Mayor of the London Borough of Hounslow
- In office 1979–1980
- Deputy: Edward Pauling
- Preceded by: James Duffy
- Succeeded by: John Coveney

Personal details
- Born: 1934
- Died: 2026 (aged 91–92)
- Party: Labour

= Jagdish Sharma (councillor) =

British councillor (1934–2026)

Jagdish Sharma (1934–2026) was a British councillor who served as Mayor of the London Borough of Hounslow from 1979 to 1980. He was the first Asian mayor in the United Kingdom.

== Biography ==
Jagdish Sharma was born and raised in India.

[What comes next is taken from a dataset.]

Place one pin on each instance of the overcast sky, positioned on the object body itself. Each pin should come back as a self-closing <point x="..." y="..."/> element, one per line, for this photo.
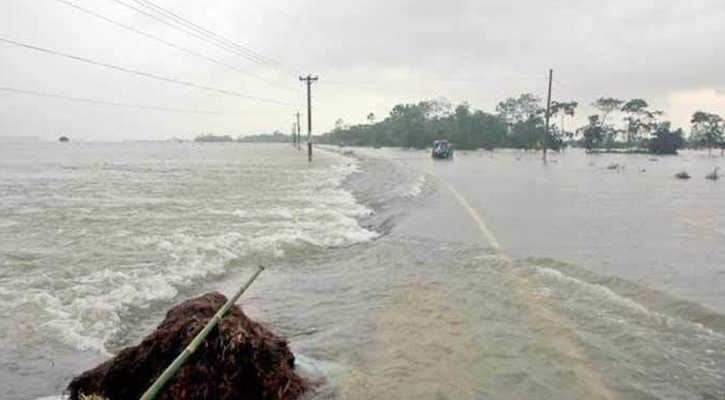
<point x="369" y="55"/>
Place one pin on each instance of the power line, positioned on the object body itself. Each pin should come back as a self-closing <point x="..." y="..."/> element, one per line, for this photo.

For his services to local government, Sharma was awarded an MBE in 1995 and in 2000 he received the freedom of the borough. First elected to the council in 1974, Sharma served as Mayor of the London Borough of Hounslow from 1979 to 1980, and was the first Asian mayor in the United Kingdom. Sharma studied economics at Punjab University where he graduated with a master's degree. In 1965 he migrated to the UK where began as a mathematics teacher. During his 30-year career in the Inner London Education Authority, he later led the maths department at Lady Margaret School in Southall where he became head teacher. In 2014, Sharma retired from his leadership of the Hounslow Council. He died at the age of 91 in 2026 following a long battle with cancer.